Well I didn’t freak out. And I don’t think you should either; you can freak out over something much more nefarious if you like. We’ll get to that. But first, we need to establish what exactly the government is doing. In Michael Geist’s latest, he writes:
The government has tried to downplay the public concern by focusing on two safeguards… it notes that the data captured is metadata rather than content and, therefore, does not raise significant privacy issues.
That’s the important point here. The government is not (to our knowledge at least) actually reading your emails (you know, like Google does) or tracking your downloads of porn. They are just tracking “metadata”. What is metadata? The CBC article linked to above describes it:
Metadata is data that describes other data – or, put another way, it’s information about the digital envelope that carries specific correspondences… The metadata is the information about a specific communication, but it doesn’t reveal the substance of the communication itself.

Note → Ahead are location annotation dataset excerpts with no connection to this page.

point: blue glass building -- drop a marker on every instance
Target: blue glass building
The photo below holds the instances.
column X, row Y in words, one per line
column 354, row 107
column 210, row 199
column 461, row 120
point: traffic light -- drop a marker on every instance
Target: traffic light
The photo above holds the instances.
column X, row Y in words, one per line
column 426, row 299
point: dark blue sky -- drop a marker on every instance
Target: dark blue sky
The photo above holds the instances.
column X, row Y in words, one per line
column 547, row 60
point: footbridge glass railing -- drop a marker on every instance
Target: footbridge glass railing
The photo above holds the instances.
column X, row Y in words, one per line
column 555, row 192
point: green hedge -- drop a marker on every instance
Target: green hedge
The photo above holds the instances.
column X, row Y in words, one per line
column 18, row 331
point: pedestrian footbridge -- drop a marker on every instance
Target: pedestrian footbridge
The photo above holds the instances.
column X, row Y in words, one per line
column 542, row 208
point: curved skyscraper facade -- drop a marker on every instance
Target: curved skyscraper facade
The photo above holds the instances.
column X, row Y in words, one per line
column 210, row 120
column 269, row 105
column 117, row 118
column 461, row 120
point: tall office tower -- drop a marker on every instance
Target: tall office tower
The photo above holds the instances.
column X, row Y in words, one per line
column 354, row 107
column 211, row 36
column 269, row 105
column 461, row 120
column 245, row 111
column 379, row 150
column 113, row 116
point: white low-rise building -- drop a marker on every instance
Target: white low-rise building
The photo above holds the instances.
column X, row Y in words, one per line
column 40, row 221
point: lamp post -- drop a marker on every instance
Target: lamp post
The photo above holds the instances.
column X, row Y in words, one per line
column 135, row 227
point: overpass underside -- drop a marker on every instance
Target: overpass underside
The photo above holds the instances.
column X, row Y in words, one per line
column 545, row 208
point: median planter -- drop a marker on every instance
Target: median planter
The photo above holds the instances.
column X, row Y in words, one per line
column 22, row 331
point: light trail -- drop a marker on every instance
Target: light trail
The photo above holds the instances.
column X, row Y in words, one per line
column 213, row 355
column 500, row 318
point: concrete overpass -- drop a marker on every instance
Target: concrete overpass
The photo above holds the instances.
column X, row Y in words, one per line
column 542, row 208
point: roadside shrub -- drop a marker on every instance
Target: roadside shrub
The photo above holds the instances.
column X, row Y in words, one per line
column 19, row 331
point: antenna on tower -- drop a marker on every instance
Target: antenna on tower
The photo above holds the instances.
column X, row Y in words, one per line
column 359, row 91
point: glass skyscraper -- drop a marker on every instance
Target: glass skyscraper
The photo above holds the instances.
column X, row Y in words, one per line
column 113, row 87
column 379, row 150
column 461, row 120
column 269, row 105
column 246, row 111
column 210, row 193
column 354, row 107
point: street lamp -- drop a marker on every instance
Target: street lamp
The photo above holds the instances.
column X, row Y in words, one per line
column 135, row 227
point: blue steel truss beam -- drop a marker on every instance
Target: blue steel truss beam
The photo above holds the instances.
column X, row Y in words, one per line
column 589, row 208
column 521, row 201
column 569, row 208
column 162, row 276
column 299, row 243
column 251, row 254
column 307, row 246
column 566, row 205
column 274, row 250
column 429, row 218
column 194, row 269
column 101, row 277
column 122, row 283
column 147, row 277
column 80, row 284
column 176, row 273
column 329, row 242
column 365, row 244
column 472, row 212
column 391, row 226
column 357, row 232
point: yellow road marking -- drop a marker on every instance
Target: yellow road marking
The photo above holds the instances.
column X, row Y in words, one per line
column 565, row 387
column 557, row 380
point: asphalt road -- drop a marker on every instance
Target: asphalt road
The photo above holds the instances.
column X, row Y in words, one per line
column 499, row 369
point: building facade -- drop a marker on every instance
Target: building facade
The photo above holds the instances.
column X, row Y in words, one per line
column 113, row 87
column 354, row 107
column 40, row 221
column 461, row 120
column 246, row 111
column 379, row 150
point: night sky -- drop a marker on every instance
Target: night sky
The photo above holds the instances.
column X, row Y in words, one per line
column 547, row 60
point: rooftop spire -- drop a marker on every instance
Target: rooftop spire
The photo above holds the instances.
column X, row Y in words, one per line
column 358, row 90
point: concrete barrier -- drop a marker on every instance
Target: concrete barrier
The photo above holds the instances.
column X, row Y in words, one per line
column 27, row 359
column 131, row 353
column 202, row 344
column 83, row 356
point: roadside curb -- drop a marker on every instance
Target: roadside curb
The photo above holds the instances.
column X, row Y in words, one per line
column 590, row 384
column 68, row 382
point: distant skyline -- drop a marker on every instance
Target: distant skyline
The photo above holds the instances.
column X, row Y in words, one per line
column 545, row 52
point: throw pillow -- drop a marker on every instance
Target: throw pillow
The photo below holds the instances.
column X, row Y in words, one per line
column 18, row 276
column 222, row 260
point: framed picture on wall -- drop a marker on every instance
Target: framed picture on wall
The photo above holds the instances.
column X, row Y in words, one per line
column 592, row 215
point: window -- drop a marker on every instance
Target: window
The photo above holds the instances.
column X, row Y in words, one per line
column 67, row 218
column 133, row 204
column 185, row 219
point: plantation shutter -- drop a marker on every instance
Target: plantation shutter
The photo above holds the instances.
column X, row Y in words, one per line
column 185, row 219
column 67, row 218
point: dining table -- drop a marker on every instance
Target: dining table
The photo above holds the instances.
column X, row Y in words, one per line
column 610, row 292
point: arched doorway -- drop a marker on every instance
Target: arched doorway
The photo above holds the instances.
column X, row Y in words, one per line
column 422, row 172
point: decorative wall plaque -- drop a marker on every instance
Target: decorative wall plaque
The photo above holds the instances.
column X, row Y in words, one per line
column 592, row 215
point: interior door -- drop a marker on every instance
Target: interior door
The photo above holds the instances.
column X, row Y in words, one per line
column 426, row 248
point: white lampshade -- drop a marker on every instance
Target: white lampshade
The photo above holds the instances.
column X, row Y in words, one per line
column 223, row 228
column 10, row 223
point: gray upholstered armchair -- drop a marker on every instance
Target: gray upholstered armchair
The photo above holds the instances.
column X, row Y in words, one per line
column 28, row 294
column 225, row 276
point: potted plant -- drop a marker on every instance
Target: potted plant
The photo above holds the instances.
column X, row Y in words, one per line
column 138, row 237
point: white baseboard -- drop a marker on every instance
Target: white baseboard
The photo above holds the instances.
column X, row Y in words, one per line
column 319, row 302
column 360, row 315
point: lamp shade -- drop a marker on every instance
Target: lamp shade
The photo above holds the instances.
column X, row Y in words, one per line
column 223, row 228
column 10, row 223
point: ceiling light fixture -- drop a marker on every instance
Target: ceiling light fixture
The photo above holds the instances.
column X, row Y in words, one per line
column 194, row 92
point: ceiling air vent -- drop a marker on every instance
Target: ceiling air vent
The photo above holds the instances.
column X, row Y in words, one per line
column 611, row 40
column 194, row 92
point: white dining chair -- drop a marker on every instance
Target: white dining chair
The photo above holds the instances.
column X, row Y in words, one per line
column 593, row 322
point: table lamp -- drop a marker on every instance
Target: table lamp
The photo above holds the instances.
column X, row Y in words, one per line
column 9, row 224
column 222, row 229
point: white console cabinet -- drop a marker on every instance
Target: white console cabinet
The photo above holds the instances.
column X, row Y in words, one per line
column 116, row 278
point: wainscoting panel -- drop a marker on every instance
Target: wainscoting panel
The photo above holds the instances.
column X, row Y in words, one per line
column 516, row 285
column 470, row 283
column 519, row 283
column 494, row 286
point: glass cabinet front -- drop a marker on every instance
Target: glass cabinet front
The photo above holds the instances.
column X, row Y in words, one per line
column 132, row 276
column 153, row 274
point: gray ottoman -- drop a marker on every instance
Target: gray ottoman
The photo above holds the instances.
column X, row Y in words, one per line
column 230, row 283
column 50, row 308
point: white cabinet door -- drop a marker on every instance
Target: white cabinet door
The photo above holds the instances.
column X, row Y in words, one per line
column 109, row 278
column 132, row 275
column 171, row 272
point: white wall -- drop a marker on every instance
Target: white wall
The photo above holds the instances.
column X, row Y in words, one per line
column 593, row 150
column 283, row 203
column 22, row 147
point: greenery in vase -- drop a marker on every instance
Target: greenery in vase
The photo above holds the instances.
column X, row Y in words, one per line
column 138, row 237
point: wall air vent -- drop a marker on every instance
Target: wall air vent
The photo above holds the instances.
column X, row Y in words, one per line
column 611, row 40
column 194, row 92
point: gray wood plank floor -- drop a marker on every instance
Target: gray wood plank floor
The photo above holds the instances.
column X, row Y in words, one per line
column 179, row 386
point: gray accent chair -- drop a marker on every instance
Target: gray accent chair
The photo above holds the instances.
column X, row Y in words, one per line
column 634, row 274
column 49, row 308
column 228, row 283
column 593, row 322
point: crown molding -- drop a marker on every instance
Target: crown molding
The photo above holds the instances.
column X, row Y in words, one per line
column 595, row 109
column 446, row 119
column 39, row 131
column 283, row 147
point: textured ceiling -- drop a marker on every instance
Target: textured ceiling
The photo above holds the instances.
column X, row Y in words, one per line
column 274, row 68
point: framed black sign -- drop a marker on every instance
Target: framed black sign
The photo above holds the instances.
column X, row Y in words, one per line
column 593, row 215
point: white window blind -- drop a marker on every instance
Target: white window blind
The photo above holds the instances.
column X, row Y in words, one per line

So there you go. Should you freak out about that? Geist also writes:
Assurances that metadata surveillance is less invasive than tracking the content of telephone calls or Internet usage also ring hollow
Sorry Mr. Geist, not to me. There is a huge fucking difference between metadata and the actual content of my emails or porn or email porn. I don’t freak out over the government collecting metadata, and here’s why – corporations have been doing this for years. If you want to freak out, freak out about that. What do corporations do? Well, they amass HUGE amounts of data about people visiting their websites. When you go to a website (allenmendelsohn.com for example), a computer program collects all sorts of information about you without you knowing it, even if you do nothing more than read the content on the page without entering any sort of data yourself. Let’s take a look at what is being collected about you on a regular basis every time you open a web page:
- Your geographic location
- The server you get your internet access from
- IP address of your computer or device
- Your browser
- Your operating system
- How you arrived at that website
- Which pages on the site you visited
- How long you spent on each page
- Every single thing you clicked on
- What you may have downloaded from the site
There is plenty more. All of this technically metadata. Do you worry about that? Well maybe you should. Who do you think is more powerful in 2013? Government or corporations? Exactly. And the list above is just the metadata! The corporations you choose to give data to have a ton more stuff about you that is not metadata. Spend your time worrying about that.
I collect metadata of people visiting my site. I have seen readers who come from servers with a .gc.ca extension, meaning that the government is in fact reading me. Hi Stephen! Now, I am not doing anything with this info (hehehe) because I have nothing to gain by it. Giant corporations? Well maybe they do.
If you want to worry about something that the government may or may not be doing, look at what the corporations are sharing with the government. The Guardian exposé indicated that Google and Facebook had given the U.S. government direct access to their servers. Google and Facebook were quick to deny this, but it was in pretty carefully worded statements (written by lawyers no doubt) that some people are questioning. I don’t know the truth there, but if we want to worry, that is where we should direct our concern.
Yes, we need some oversight to CSEC. If you want to complain about something, complain about that. Government needs to be accountable for what they are doing in our name. But the data that’s actually being collected here? Meh. Amazon and Google know way more about me than the government ever will. Now that’s scary.